I-kappa-kinase-2 (IKK-2) inhibition potentiates vincristine cytotoxicity in non-Hodgkin's lymphoma
- Equal contributors
1 Lymphoma Research Laboratory, Wayne State University - School of Med, 540 E. Canfield, 8229 Scott Hall, Detroit, MI 48201, USA
2 Fox Chase Cancer Center, 333 Cottman Avenue, Philadelphia, PA 19111-2497, USA
3 Millennium Pharmaceuticals, 40 Landsdowne Street, Cambridge, Massachusetts 02139, USA
4 Clinical Pathology, Wayne State University School of Medicine, 4727 St. Antoine, Detroit, MI 48201, USA
5 Internal Medicine, Wayne State Univeristy, 2224 Ellimann Bldg, 421 E. Canfield, Detroit, MI 48201, USA
6 Karmanos Cancer Institute, 732 HWCRC, 4100 John R, Detroit, MI 48201, USA
Molecular Cancer 2010, 9:228 doi:10.1186/1476-4598-9-228Published: 1 September 2010
IKK-2 is an important regulator of the nuclear factor-κB (NF-κB) which has been implicated in survival, proliferation and apoptosis resistance of lymphoma cells. In this study, we investigated whether inhibition of IKK-2 impacts cell growth or cytotoxicity of selected conventional chemotherapeutic agents in non-Hodgkin's lymphoma.

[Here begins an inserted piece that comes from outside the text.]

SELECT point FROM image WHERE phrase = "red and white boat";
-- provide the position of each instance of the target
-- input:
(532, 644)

Two established model systems were used; Follicular (WSU-FSCCL) and Diffuse Large Cell (WSU-DLCL2) Lymphoma, both of which constitutively express p-IκB. A novel, selective small molecule inhibitor of IKK-2, ML120B (N-[6-chloro-7-methoxy-9H-β-carbolin-8-yl]-2-methylnicotinamide) was used to perturb NF-κB in lymphoma cells. The growth inhibitory effect of ML120B (M) alone and in combination with cyclophosphamide monohydrate (C), doxorubicin (H) or vincristine (V) was evaluated in vitro using short-term culture assay. We also determined efficacy of the combination in vivo using the SCID mouse xenografts.

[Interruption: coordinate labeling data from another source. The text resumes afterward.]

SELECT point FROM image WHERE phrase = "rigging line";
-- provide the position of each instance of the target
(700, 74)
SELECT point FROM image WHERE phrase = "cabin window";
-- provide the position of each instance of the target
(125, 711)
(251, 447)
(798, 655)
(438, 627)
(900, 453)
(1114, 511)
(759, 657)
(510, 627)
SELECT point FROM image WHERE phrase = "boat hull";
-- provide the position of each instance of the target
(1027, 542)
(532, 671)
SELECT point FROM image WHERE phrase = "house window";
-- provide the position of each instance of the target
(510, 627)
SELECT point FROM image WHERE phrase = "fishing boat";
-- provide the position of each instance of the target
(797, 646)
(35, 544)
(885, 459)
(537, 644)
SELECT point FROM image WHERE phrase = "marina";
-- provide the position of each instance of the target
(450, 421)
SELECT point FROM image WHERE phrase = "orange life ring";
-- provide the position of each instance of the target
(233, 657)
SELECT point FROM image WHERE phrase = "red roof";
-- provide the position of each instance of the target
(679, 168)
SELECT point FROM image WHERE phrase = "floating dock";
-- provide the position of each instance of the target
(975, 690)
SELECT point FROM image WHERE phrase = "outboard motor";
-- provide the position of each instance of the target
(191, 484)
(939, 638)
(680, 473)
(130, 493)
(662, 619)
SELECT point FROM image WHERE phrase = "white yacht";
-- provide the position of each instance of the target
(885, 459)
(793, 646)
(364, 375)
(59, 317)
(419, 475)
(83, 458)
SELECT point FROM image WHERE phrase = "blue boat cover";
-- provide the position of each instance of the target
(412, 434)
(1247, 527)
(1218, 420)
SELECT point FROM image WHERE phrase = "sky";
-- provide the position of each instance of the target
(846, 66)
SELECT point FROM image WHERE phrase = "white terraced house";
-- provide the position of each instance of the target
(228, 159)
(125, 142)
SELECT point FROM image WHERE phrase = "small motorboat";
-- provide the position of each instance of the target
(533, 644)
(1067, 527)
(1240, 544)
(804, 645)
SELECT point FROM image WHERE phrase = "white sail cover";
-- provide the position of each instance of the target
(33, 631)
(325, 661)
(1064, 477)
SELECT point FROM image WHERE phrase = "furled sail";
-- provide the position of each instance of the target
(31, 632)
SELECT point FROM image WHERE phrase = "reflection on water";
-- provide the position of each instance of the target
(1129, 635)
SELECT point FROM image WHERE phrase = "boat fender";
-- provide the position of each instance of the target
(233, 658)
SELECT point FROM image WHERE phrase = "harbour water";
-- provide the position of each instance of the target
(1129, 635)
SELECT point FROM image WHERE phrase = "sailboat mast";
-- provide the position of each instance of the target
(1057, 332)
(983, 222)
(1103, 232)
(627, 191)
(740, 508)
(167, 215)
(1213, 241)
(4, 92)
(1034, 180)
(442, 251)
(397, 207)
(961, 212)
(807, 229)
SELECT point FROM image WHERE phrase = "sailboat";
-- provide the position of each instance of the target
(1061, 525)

ML120B down-regulated p-IκBα protein expression in a concentration dependent manner, caused growth inhibition, increased G0/G1 cells, but did not induce apoptosis. There was no significant enhancement of cell kill in the M/C or M/H combination. However, there was strong synergy in the M/V combination where the vincristine concentration can be lowered by a hundred fold in the combination for comparable G2/M arrest and apoptosis. ML120B prevented vincristine-induced nuclear translocation of p65 subunit of NF-κB. In vivo, ML120B was effective by itself and enhanced CHOP anti-tumor activity significantly (P = 0.001) in the WSU-DLCL2-SCID model but did not prevent CNS lymphoma in the WSU-FSCCL-SCID model.
For the first time, this study demonstrates that perturbation of IKK-2 by ML120B leads to synergistic enhancement of vincristine cytotoxicity in lymphoma. These results suggest that disruption of the NF-κB pathway is a useful adjunct to cytotoxic chemotherapy in lymphoma.